Annulation 21 novembre 2025
Rejet 3 avril 2026
Commentaire • 0
Sur la décision
| Référence : | TA Nancy, reconduites à la frontière, 21 nov. 2025, n° 2503568 |
|---|---|
| Juridiction : | Tribunal administratif de Nancy |
| Numéro : | 2503568 |
| Type de recours : | Excès de pouvoir |
| Dispositif : | Satisfaction totale |
| Date de dernière mise à jour : | 28 novembre 2025 |
Texte intégral
Vu la procédure suivante :
Par une requête enregistrée le 7 novembre 2025, M. D… C…, représenté par Me Jacquin, demande au tribunal :
1°) de lui accorder le bénéfice de l’aide juridictionnelle à titre provisoire ;
2°) d’annuler les décisions en date du 31 octobre 2025 par lesquelles le préfet de Meurthe-et-Moselle lui a fait obligation de quitter le territoire français, a refusé de lui accorder un délai de départ volontaire, a fixé le pays à destination duquel il est susceptible d’être éloigné d’office, a prononcé à son encontre une interdiction de retour sur le territoire français d’une durée de 24 mois et l’a assigné à résidence ;
3°) d’enjoindre au préfet de Meurthe-et-Moselle de réexaminer son dossier dans un délai de deux mois à compter de la décision à intervenir ;
4°) d’enjoindre à l’autorité administrative de lui restituer son passeport ;
5°) de mettre à la charge de l’Etat le versement à son conseil d’une somme de 1 500 euros au titre des articles 37 de la loi du 10 juillet 1991 et L. 761-1 du code de justice administrative.
Il soutient que :
Sur les arrêtés dans leur ensemble :
- ils sont entachés d’incompétence ;
- ils sont insuffisamment motivés ;
Sur la décision portant obligation de quitter le territoire français :
- elle est entachée d’une erreur de droit au regard des dispositions des 4° et 5° de l’article L. 611-1 du code de l’entrée et du séjour des étrangers et du droit d’asile ;
Sur la décision portant refus de délai de départ volontaire :
- son comportement ne constitue pas une menace pour l’ordre public et il ne présente pas un risque de fuite ;
Sur la décision fixant le pays de destination :
- elle sera annulée par exception d’illégalité ;
- elle méconnaît l’article 3 de la convention européenne de sauvegarde des droits de l’homme et des libertés fondamentales et les dispositions de l’article L. 721-4 du code de l’entrée et du séjour des étrangers et du droit d’asile ;
Sur la décision portant interdiction de retour :
- elle est illégale dès lors que le préfet ne pouvait pas refuser de lui accorder un délai de départ volontaire ;
- elle n’est pas motivée ;
- elle est entachée d’une erreur d’appréciation quant aux circonstances humanitaires ;
- elle est disproportionnée et porte atteinte à son droit au respect de sa vie privée et familiale garanti par la convention européenne de sauvegarde des droits de l’homme et des libertés fondamentales ;
Sur l’arrêté portant assignation à résidence :
- il est illégal dès lors que le préfet ne pouvait pas refuser de lui accorder un délai de départ volontaire ;
- la mesure d’assignation est inutile ;
- les obligations qui lui sont faites ne sont pas nécessaires et proportionnées ;
- l’assignation contrevient à son droit de circulation ;
- le préfet ne pouvait légalement le contraindre à être présent à son domicile de 6 heures à 9 heures.

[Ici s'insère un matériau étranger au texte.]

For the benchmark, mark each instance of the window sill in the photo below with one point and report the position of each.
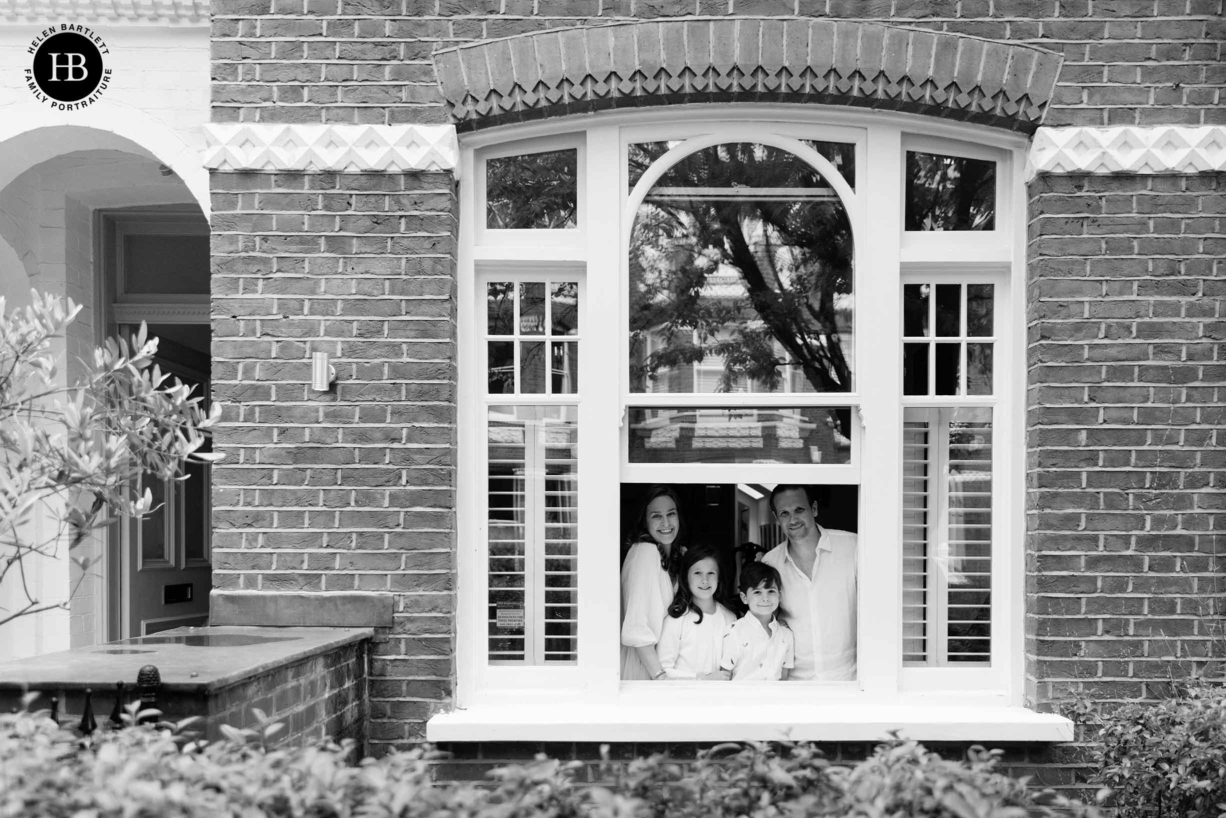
(841, 721)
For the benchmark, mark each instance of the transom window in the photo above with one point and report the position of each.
(721, 307)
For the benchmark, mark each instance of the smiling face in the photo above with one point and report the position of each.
(703, 579)
(662, 520)
(797, 515)
(763, 601)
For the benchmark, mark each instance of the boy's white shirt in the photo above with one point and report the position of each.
(688, 648)
(750, 653)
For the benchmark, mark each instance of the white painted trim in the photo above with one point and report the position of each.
(86, 11)
(764, 721)
(1159, 149)
(392, 149)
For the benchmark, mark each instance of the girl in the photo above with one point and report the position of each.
(693, 634)
(759, 645)
(649, 580)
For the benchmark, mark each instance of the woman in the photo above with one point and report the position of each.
(649, 581)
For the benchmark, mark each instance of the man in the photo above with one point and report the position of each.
(818, 568)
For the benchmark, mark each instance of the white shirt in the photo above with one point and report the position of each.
(646, 594)
(820, 608)
(752, 651)
(688, 648)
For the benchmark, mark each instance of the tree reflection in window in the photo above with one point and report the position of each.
(741, 254)
(949, 193)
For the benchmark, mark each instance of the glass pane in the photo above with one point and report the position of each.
(739, 435)
(949, 193)
(155, 543)
(532, 191)
(915, 310)
(533, 535)
(156, 265)
(564, 308)
(741, 275)
(947, 536)
(532, 308)
(978, 309)
(841, 155)
(564, 368)
(502, 367)
(500, 308)
(532, 368)
(978, 368)
(915, 368)
(948, 369)
(949, 320)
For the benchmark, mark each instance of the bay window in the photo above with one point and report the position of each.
(722, 304)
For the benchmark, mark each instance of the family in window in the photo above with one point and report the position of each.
(688, 613)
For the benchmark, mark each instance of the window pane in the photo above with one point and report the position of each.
(980, 304)
(947, 536)
(532, 191)
(915, 310)
(949, 193)
(741, 275)
(533, 535)
(739, 435)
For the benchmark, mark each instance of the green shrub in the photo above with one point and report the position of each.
(145, 773)
(1166, 758)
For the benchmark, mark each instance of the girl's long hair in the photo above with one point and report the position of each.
(683, 600)
(671, 559)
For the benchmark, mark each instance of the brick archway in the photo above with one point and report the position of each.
(580, 70)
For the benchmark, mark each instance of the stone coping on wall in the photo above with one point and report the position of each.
(185, 666)
(86, 11)
(406, 149)
(747, 59)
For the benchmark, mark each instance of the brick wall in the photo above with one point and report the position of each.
(1127, 61)
(1126, 426)
(350, 489)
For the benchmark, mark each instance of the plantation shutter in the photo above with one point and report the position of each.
(947, 536)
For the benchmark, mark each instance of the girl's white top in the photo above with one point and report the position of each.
(688, 648)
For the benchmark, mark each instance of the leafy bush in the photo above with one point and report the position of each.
(1164, 759)
(145, 773)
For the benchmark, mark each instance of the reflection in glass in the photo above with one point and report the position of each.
(532, 190)
(949, 193)
(947, 536)
(741, 277)
(739, 435)
(533, 535)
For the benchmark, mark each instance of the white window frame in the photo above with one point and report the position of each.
(587, 702)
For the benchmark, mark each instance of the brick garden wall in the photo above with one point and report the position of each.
(351, 489)
(1127, 424)
(369, 61)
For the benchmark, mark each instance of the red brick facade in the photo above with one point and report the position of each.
(353, 491)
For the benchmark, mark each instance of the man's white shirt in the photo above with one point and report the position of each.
(820, 608)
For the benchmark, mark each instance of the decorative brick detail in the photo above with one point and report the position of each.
(1168, 149)
(1126, 422)
(330, 147)
(83, 11)
(576, 70)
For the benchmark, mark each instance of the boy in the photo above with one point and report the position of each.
(759, 645)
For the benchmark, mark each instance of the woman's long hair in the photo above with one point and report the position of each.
(671, 559)
(683, 600)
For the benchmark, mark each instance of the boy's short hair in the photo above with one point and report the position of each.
(754, 574)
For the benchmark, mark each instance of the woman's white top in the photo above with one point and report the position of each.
(646, 594)
(688, 648)
(752, 651)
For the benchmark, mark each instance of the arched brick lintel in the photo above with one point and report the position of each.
(747, 59)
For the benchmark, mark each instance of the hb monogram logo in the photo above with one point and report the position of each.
(68, 70)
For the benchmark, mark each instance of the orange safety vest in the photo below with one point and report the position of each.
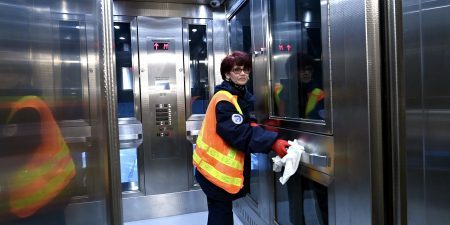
(214, 158)
(49, 170)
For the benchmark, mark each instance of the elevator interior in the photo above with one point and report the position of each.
(128, 115)
(164, 66)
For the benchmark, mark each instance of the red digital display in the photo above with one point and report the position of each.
(160, 46)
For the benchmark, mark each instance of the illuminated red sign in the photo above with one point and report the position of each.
(160, 46)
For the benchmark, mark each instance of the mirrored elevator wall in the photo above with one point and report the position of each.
(166, 67)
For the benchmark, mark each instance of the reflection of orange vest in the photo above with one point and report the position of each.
(49, 170)
(314, 97)
(215, 159)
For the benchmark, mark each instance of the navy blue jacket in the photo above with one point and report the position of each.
(242, 137)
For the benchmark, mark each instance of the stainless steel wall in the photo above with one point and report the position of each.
(355, 65)
(426, 36)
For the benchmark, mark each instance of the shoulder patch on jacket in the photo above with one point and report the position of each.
(237, 118)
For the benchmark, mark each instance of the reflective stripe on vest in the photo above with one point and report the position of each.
(314, 97)
(49, 170)
(217, 161)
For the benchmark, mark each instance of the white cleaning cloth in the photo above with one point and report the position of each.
(290, 161)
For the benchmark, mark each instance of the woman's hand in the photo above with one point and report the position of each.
(280, 147)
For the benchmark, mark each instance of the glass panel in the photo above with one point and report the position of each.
(129, 169)
(198, 67)
(297, 82)
(300, 201)
(125, 81)
(72, 50)
(241, 40)
(241, 35)
(49, 166)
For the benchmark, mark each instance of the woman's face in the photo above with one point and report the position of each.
(238, 75)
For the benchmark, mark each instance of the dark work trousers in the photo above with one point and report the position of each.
(220, 212)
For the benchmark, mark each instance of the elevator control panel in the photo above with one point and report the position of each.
(163, 119)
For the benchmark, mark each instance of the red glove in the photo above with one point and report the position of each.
(279, 146)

Par un mémoire en défense enregistré le 19 novembre 2025, le préfet de Meurthe-et-Moselle conclut au rejet de la requête.
Il fait valoir que les moyens soulevés par M. C… ne sont pas fondés.
Vu les autres pièces du dossier.
Vu :
- la convention européenne de sauvegarde des droits de l’homme et des libertés fondamentales ;
- le code de l’entrée et du séjour des étrangers et du droit d’asile ;
- la loi n° 91-647 du 10 juillet 1991 ;
- le décret n° 2020-1717 du 28 décembre 2020 ;
- le code de justice administrative.
La présidente du tribunal a désigné M. Coudert, vice-président, pour exercer les pouvoirs qui lui sont attribués par l’article L. 922-2 du code de l’entrée et du séjour des étrangers et du droit d’asile.
Les parties ont été régulièrement averties du jour de l’audience.
Ont été entendus au cours de l’audience publique :
- le rapport de M. Coudert,
- les observations de Me Jacquin, représentant M. C…, qui conclut aux mêmes fins que la requête par les mêmes moyens et insiste sur l’absence de menace à l’ordre public, sur l’erreur d’appréciation commise par le préfet quant au risque de fuite dès lors que ses déclarations lors de son audition ne permettent pas de considérer qu’il aurait explicitement déclaré son intention de ne pas se conformer à la mesure d’éloignement ;
- et les observations de M. C…, assisté d’une interprète en langue arménienne.
La clôture de l’instruction a été prononcée à l’issue de l’audience, en application de l’article R. 922-16 du code de l’entrée et du séjour des étrangers et du droit d’asile.
Considérant ce qui suit :
M. C…, ressortissant arménien né le 2 février 1989 à Erevan, est entré en France en 2024 avec son épouse et leurs deux enfants. Sa demande d’asile a été rejetée par une décision du 9 avril 2025 de l’Office français de protection des réfugiés et apatrides. Placé en retenue administrative pour vérification de son droit au séjour, il a fait l’objet, d’une part, d’un arrêté du préfet de Meurthe-et-Moselle en date du 31 octobre 2025 lui faisant obligation de quitter le territoire français, refusant de lui accorder un délai de départ volontaire, fixant le pays à destination duquel il est susceptible d’être éloigné d’office et prononçant à son encontre une interdiction de retour sur le territoire français d’une durée de 24 mois et, d’autre part, d’un arrêté du même jour l’assignant à résidence dans le département de Meurthe-et-Moselle. M. C… demande l’annulation de ces deux arrêtés du 31 octobre 2025.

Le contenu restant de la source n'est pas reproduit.